No contexto regulatório, esse fenômeno aparece quando agências governamentais analisam produtos químicos isoladamente, sem considerar suas interações no meio ambiente. Além disso, investimentos filantrópicos em iniciativas ambientais muitas vezes mascaram o financiamento simultâneo de atividades extrativistas prejudiciais. Essa assimetria entre sustentabilidade e extração precisa ser abordada para garantir maior transparência.

A compartimentalização também ocorre na responsabilização do consumidor, transferindo para indivíduos a culpa pelos custos climáticos, enquanto grandes corporações mantêm impactos estruturais. Na ciência, observa-se quando financiamentos industriais direcionam pesquisas para favorecer interesses econômicos, ocultando impactos adversos.

Ao fragmentar problemas, a compartimentalização dificulta soluções sistêmicas e sustentáveis para desafios climáticos e ambientais.

Dinâmicas Norte-Sul que exacerbam a compartimentalização do negacionismo climático

As estruturas e discursos contemporâneos do negacionismo climático têm raízes na colonização histórica, quando as nações europeias exploraram outras partes do mundo para obter matérias-primas e disputar supremacia. Essa história de extração das periferias coloniais para os centros imperiais permite que o negacionismo climático se manifeste de maneira única no Sul Global, facilitando práticas poluidoras.

O colonialismo teve um papel importante no subdesenvolvimento do Sul Global.

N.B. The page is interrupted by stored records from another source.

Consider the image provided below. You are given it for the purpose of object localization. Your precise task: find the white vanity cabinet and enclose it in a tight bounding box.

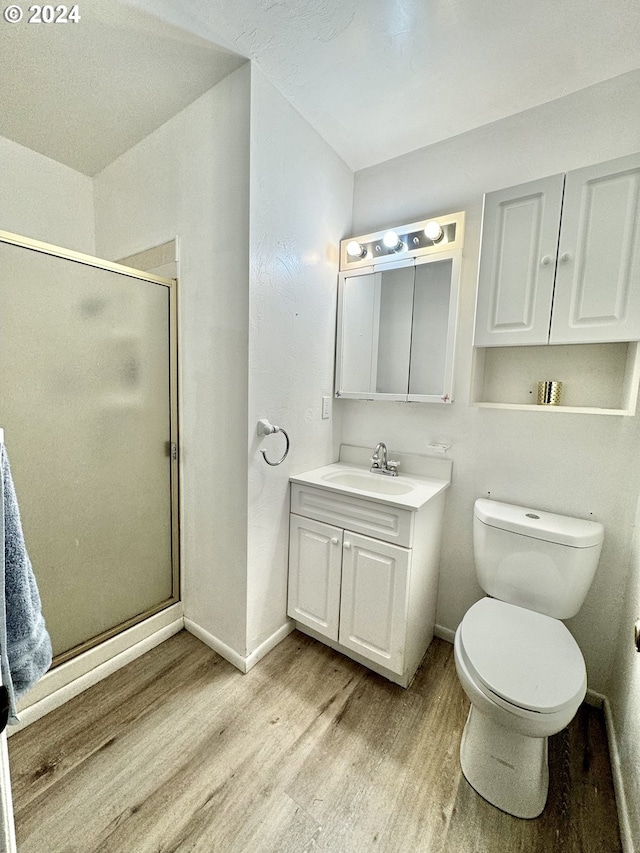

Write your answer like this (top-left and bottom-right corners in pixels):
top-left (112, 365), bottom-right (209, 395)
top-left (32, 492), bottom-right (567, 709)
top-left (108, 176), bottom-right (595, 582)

top-left (474, 153), bottom-right (640, 347)
top-left (288, 480), bottom-right (446, 687)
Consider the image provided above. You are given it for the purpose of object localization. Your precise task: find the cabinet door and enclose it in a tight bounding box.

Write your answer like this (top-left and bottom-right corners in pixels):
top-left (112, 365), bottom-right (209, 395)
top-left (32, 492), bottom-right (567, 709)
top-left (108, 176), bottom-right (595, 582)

top-left (550, 154), bottom-right (640, 344)
top-left (474, 174), bottom-right (564, 346)
top-left (288, 515), bottom-right (342, 641)
top-left (338, 532), bottom-right (410, 675)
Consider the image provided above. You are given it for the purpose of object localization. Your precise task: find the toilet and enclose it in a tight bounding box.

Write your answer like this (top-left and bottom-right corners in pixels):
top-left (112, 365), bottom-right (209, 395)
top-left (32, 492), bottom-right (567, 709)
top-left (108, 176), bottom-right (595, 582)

top-left (454, 498), bottom-right (604, 819)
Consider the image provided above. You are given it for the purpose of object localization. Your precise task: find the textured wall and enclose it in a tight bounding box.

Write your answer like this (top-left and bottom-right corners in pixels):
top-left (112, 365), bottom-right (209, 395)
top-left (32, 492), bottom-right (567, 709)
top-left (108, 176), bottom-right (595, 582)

top-left (0, 136), bottom-right (95, 253)
top-left (347, 72), bottom-right (640, 695)
top-left (608, 485), bottom-right (640, 851)
top-left (246, 67), bottom-right (353, 654)
top-left (94, 65), bottom-right (252, 653)
top-left (92, 62), bottom-right (354, 660)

A pobreza não era preexistente, mas causada pela economia de queimada e pela exploração de riquezas, depredando culturas e ecologias. Hoje, as economias globais pós-coloniais são vistas como meritocráticas, mas as cadeias globais de commodities refutam essa narrativa, pois empresas do Norte pressionam fornecedores do Sul, mantendo os preços altos.

O “mito da modernidade” justifica a exploração ao enquadrar os danos ecológicos como preço do progresso. Justificativas de modernização minimizam e ocultam os danos ambientais causados por empresas extrativas, compartimentalizando os prejuízos ao criar legitimidade. Nesse contexto, o negacionismo climático favorece um sistema em que as práticas poluidoras ocorrem sem barreiras. A promessa de desenvolvimento, porém, se torna inatingível devido a condições econômicas impostas, mantendo o Sul Global dependente da exportação de matérias-primas.

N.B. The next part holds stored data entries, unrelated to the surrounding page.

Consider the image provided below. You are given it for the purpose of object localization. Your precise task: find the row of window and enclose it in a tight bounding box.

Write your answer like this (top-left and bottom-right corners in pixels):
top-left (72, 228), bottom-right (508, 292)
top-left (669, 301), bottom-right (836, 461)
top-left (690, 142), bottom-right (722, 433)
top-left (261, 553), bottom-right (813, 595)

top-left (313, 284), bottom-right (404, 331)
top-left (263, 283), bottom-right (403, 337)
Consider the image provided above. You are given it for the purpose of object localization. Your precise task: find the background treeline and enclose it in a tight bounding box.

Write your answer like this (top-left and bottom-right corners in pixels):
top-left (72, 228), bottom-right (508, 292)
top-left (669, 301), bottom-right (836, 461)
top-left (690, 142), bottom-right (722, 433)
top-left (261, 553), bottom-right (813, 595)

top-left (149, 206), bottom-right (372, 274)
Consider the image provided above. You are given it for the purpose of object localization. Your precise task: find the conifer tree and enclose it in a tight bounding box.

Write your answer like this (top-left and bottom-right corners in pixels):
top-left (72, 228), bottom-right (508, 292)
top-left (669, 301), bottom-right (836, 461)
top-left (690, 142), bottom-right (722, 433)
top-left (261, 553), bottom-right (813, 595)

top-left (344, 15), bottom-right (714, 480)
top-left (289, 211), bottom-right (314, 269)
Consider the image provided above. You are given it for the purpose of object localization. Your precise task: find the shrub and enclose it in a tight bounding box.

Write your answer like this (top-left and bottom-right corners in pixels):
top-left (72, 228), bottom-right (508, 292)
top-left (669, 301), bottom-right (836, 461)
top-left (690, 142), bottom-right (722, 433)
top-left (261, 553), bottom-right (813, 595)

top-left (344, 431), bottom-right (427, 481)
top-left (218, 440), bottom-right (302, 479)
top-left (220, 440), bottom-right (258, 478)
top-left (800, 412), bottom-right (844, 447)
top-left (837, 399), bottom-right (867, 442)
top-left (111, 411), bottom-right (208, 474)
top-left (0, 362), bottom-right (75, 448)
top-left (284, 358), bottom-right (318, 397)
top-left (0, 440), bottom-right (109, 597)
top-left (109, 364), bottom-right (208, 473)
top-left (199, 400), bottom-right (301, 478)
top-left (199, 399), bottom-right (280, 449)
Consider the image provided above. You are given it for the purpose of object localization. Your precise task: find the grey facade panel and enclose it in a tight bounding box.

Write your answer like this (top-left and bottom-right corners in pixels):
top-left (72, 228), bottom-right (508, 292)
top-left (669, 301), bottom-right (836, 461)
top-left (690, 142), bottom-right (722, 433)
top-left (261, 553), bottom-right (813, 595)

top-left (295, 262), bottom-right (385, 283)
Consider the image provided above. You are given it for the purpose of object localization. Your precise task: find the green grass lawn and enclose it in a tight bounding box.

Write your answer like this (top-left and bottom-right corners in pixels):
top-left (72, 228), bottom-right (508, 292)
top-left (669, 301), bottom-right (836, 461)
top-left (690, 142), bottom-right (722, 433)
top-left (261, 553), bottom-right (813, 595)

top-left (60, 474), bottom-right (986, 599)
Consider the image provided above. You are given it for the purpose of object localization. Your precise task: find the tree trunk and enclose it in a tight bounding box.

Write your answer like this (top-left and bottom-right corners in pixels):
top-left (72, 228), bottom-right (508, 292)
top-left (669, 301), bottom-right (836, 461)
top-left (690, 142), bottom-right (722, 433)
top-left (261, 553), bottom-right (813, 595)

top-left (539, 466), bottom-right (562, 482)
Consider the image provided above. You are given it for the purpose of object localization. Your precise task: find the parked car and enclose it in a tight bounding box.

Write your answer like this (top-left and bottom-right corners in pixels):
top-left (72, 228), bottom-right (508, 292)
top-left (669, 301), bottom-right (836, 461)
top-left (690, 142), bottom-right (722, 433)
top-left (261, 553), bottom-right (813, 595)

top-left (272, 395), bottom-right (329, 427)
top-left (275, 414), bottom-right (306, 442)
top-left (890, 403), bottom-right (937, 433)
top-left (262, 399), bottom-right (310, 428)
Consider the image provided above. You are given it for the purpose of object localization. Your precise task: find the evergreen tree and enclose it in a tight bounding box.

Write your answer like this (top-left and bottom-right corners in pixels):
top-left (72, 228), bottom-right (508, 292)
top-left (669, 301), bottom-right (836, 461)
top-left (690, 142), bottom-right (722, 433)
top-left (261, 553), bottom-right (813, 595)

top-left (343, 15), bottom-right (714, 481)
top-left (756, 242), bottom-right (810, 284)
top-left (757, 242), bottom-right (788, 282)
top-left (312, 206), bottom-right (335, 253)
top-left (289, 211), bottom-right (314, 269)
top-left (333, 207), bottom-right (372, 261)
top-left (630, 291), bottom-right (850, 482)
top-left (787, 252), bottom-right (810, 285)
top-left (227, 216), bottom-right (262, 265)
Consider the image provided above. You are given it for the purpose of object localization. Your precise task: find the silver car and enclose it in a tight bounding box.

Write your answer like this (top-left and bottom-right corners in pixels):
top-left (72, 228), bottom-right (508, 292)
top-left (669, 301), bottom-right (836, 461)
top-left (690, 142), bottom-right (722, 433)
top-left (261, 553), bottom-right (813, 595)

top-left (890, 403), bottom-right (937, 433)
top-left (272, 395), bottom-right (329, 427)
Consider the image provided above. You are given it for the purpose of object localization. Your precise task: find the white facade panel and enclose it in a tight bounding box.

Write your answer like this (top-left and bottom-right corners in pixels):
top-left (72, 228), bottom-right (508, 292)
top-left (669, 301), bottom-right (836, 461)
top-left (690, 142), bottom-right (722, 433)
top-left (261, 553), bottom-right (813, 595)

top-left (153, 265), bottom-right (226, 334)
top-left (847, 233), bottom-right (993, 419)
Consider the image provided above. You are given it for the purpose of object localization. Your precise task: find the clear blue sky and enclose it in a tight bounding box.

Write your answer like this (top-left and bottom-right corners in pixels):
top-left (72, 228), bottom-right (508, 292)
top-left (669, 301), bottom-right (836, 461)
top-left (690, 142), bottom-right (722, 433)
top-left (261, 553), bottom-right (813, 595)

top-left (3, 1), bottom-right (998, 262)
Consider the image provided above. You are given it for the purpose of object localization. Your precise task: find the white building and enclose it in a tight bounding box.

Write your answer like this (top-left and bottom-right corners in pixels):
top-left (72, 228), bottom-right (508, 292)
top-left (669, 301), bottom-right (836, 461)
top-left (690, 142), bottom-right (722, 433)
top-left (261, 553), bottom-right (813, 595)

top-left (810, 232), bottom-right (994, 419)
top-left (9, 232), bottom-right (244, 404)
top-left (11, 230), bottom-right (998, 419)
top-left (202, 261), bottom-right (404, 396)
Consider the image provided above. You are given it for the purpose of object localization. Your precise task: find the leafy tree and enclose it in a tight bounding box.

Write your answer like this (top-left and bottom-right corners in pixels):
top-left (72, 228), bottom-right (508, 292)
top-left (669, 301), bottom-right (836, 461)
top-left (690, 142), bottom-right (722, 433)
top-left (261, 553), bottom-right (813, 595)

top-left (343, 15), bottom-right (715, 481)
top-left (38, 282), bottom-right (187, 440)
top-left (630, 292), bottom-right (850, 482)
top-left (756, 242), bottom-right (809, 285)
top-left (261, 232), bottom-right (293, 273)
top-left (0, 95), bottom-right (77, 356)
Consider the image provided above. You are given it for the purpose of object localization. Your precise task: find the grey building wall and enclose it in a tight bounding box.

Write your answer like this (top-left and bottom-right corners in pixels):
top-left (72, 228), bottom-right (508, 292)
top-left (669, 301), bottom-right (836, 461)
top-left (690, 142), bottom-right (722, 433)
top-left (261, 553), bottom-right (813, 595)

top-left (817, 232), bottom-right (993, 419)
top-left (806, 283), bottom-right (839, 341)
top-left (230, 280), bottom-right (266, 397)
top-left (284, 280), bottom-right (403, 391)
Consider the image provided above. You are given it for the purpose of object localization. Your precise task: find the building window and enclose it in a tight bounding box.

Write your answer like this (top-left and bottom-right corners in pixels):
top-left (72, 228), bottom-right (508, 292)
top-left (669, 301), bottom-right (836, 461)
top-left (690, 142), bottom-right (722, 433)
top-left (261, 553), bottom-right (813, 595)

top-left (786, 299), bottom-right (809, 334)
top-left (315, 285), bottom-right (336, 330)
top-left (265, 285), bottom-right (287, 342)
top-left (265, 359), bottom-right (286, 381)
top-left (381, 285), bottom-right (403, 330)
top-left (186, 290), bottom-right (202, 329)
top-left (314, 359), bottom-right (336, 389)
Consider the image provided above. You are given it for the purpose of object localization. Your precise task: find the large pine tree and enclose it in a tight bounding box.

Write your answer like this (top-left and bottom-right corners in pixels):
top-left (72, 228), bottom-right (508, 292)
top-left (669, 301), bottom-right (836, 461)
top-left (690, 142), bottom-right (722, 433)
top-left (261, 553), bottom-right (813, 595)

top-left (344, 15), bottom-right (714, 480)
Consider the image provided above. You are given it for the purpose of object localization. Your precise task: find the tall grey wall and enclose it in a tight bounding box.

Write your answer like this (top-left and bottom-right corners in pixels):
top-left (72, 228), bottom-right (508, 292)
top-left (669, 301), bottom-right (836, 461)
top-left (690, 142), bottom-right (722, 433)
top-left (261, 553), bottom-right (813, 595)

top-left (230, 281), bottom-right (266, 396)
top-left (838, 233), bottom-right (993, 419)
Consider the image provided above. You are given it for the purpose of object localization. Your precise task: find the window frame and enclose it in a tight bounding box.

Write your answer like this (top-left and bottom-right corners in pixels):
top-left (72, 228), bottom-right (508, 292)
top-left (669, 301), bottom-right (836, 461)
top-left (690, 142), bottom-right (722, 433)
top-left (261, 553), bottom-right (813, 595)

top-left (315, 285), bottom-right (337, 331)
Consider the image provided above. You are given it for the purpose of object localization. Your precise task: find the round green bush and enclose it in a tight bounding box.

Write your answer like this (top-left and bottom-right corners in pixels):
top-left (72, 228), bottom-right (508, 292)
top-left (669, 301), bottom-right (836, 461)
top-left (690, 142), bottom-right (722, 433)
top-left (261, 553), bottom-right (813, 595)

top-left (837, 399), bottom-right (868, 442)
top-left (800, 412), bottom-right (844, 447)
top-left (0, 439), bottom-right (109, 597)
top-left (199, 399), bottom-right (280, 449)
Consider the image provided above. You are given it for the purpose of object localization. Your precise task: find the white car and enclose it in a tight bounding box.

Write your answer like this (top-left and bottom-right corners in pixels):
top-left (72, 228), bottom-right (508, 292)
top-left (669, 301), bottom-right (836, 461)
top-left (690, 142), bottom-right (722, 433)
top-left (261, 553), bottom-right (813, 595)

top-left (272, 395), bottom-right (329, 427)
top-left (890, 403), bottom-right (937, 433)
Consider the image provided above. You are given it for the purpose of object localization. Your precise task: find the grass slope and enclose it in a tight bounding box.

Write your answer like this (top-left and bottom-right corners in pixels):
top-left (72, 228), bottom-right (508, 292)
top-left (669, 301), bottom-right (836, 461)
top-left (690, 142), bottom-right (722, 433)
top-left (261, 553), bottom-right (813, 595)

Compartimentalização mineração norueguesa e a ecofilantropia no Brasil

O mito da modernidade se manifesta nas operações de corporações transnacionais em regiões empobrecidas do Sul Global, como o Brasil, oferecendo investimentos industriais, empregos e avanços tecnológicos. Diferente das atividades poluidoras realizadas por empresas nacionais, a extração transnacional compartimentaliza os danos ao longo de cadeias de commodities, separando a legitimidade e a validade dos impactos ambientais.

Durante o regime militar brasileiro (1964-1986), o governo focava na exploração dos recursos naturais, especialmente na Amazônia, favorecendo investimentos estrangeiros. Nesse cenário, empresas norueguesas, como a Norsk Hydro, contribuíram para a poluição de biomas sensíveis. A Norsk Hydro, mineradora parcialmente controlada pelo governo da Noruega, está envolvida na poluição por resíduos tóxicos na refinaria de bauxita de Alunorte, na Amazônia. Investigações indicam que a empresa adota padrões ambientais duplos no Brasil, onde as regulamentações são mais flexíveis, em comparação com a Noruega, onde normas mais rigorosas são seguidas.

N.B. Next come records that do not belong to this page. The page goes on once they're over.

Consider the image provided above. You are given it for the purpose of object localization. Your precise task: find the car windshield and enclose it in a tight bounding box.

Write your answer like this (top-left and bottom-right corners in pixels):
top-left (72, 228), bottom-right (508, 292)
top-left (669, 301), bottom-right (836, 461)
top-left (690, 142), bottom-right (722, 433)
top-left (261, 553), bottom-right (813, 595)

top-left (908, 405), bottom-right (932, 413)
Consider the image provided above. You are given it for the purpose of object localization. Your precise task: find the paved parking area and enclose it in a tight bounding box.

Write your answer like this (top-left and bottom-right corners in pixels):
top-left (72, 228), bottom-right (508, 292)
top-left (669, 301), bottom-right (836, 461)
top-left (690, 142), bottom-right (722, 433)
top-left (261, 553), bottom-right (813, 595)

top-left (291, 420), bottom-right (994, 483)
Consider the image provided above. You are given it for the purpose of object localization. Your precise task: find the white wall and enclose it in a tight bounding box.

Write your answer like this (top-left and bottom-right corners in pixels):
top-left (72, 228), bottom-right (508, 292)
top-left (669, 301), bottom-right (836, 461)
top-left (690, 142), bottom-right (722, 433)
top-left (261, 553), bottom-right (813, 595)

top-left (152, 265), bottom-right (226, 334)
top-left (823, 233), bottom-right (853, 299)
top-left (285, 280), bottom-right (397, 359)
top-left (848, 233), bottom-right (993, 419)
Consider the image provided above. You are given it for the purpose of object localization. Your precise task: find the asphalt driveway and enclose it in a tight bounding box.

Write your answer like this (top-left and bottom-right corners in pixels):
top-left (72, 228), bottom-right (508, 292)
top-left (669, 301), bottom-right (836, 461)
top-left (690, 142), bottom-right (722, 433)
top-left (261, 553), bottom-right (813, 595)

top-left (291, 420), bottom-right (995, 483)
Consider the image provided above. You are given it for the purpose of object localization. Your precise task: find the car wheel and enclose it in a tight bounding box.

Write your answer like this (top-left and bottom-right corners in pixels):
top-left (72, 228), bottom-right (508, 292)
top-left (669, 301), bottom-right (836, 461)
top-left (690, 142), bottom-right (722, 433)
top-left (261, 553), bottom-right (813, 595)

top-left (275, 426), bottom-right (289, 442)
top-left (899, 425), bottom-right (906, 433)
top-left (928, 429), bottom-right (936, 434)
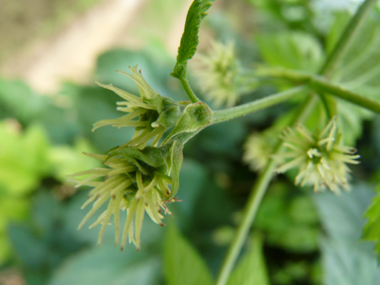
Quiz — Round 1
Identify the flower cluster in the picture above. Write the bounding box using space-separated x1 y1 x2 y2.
194 42 243 107
68 144 178 251
94 65 181 149
243 129 278 172
69 67 187 250
275 118 360 193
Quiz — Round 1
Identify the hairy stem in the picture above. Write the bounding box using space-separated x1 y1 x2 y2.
211 85 308 125
179 76 200 103
311 79 380 114
215 95 317 285
256 68 380 115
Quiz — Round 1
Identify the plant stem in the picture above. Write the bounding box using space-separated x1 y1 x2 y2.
179 76 200 103
215 95 317 285
319 0 378 77
256 68 380 115
311 79 380 114
211 85 308 125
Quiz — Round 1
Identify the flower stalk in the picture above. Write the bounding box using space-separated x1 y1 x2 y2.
211 85 308 125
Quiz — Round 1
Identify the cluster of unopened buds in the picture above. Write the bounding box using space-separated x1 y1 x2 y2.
69 66 212 250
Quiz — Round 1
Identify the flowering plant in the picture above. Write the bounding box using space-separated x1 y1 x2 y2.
69 0 380 284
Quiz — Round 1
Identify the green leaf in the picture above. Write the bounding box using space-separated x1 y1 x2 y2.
327 13 380 144
0 123 51 196
314 184 375 243
362 186 380 262
320 239 380 285
171 0 214 78
50 245 160 285
255 32 324 73
164 223 213 285
227 235 270 285
314 184 380 282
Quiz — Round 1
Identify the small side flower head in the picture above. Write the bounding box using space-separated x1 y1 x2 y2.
94 66 182 149
194 41 242 107
67 142 183 251
243 129 278 172
275 117 360 194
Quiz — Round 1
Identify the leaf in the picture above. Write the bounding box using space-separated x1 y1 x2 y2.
0 123 51 196
327 13 380 144
0 78 49 123
227 235 270 285
255 186 319 253
320 239 380 285
49 245 160 285
255 32 324 73
314 184 380 283
164 223 213 285
171 0 214 78
313 183 376 243
362 186 380 262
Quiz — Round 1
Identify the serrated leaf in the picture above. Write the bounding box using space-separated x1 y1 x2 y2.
255 32 324 73
172 0 214 78
164 223 213 285
314 184 376 243
327 13 380 144
314 184 380 283
227 235 270 285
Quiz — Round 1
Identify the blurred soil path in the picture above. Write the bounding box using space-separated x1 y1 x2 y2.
0 0 193 94
5 0 146 94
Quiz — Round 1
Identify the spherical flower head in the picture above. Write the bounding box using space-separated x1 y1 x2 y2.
67 143 182 251
194 41 242 107
275 118 360 194
243 129 278 172
93 66 181 149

Em 2024, decisões judiciais no Brasil reconheceram a responsabilidade da empresa pela poluição excessiva na região, destacando as discrepâncias nas práticas ambientais da companhia entre os dois países.

Compartimentalização nas políticas químicas

Investigar danos químicos um por vez reduz a proteção ambiental, atrasa indevidamente o progresso e obscurece padrões de risco. Órgãos reguladores raramente analisam produtos em suas formulações comerciais, focando apenas nos ingredientes “ativos” listados pelas empresas, mesmo quando as misturas químicas representam maiores riscos. Isso ocorre com pesticidas, cujas análises excluem surfactantes, adjuvantes e aditivos presentes nas fórmulas comerciais. Apesar dos avanços em bancos de dados que preveem interações químicas adversas, como Bioregistry e BioGRID, tais conhecimentos ainda não foram plenamente incorporados às políticas regulatórias.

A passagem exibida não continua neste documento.